November 2010 Wong Equations for Gravitation

Author Commentary Below: A few notations from this notebook, to indicate topics covered. Author’s page numbering is ignored, any page numbers referenced below are from the scanned PDF documents.

Notebook October – November 2010:

Wong Equations for Gravitation: Work is concurrent with Notebook: September 2010 – February 2011

  • (p. 6-8) A further development in the concept of locality:
    • The Chinese authors develop the concept of a local gauge symmetry and arrive naturally at
      • A) The noncommutative generalization
      • B) The incorporation of extended objects
  • They do not, however, conceive of gravitation clearly in gauge theoretical concepts. They adhere to the untenable view that GR is a special case of gauge theory. This view goes back quite far, but it’s popularity seems clearly due to its championing by Yang himself.
  • The ingredients are
    • i) An algebra of “displacements” This structure is a substiture for the background spacetime.
    • ii) An algebra of “gauge transformations”
    • iii) A Hilbert space upon which i) and ii) act.

(p. 8) We wish here to extend to notion of locality beyond this framework. In fact, we claim that in order to understand Einstein’s theory of gravity one must generalize the structure above–even at the classical level. Before we explain this, we briefly consider the dynamical consequences (types of situations) of constructing a theory invariant under local gauge symmetry.

(p. 9) In order to do this, we do not consider the most general case of W-locality, but rather consider the special situation in which a base space may be clearly identified.

  • The most important feature … for our purposes is
    • *Nontrivial Vacua– The base space can be divided into regions in which, due to the nature of the solutions, the behavior of the theory can be radically different. When quantum effects are included the situation can become remarkably rich.
  • There is considerable debate over whether or not the intuition developed in this situation can be applied when gravity is relevant (e.g. T. Banks on phase transitions in gravitational theories and gravitational instantons). –c.f. Heretics of the false vacuum by T. Banks. See also Banks’ textbook on quantum field theory. I think our extension of the concept of locality may be essential in clarifying this situation.

(p. 12) In plain language, the proposal is simply that in order to consider gravity as a gauge theory we must introduce a further extension of the concept of local symmetry. The behavior of GR can be expressed in terms of local translations

(p. 14) This extension to a more general definition of local symmetry does not have anything a-priori to do with quantum theory, but it would be very interesting to find out otherwise. Perhaps, while not having anything a-priori to do with QM (except perhaps the connection between gauge ideas on QM) it might lead to an extension of QM in which the Berry-Wilczek arguments that connect gauge theory to QM are generalized to allow a new QM based on our new definition of local symmetry.

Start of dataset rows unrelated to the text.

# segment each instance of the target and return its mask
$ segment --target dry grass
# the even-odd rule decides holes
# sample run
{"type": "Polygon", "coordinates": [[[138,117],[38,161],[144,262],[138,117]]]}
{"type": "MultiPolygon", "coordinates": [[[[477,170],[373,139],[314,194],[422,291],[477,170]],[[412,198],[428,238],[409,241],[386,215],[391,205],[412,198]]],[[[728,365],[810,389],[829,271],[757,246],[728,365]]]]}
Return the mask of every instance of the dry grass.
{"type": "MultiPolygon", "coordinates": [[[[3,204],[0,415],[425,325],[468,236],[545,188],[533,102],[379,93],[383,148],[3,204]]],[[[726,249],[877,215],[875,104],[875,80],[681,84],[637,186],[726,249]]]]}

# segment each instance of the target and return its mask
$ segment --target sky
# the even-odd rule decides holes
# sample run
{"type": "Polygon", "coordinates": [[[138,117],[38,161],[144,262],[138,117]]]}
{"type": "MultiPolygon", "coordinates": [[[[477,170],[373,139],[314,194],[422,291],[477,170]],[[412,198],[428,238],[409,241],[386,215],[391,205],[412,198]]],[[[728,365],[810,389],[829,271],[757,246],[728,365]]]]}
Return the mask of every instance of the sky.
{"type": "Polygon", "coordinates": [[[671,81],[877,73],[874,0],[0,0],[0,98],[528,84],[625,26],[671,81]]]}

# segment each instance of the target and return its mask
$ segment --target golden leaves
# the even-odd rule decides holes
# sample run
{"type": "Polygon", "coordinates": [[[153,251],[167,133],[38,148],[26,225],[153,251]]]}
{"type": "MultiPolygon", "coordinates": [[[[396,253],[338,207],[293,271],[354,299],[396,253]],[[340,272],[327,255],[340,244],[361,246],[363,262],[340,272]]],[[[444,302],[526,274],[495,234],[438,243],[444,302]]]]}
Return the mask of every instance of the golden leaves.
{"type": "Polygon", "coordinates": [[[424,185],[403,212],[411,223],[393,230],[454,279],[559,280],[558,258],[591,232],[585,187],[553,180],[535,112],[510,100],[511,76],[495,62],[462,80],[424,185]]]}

(p. 77-78) Calculating with eq. 87 of the paper (see the flap of this netbook) Link contains the page found in the flap of the notebook. Now, the approach we take is to integrate each term, and using linearity try to put the resulting relation intothe form in Pereira.

(p. 89) The directions one should go in seems: Gauge theory based on the local symmetry concept of Weyl is highly restrictive, but perhaps our new definition of local symmetry can be more accommodating. It should be based on Groupoids and Algebroids. Have supergroupoids/algebroids been studied?

(p. 103-115) Some thoughts about Lie Groupoids and Algebroids. … Can groupoids reep. algebroids shed some light on the structure of local translation algebra.

  • (p. 116) Division of aspects of our project:
    • Quantization: A separate bibliography needs to be made
    • Gauge Aspects: This would include the majority of what has been done.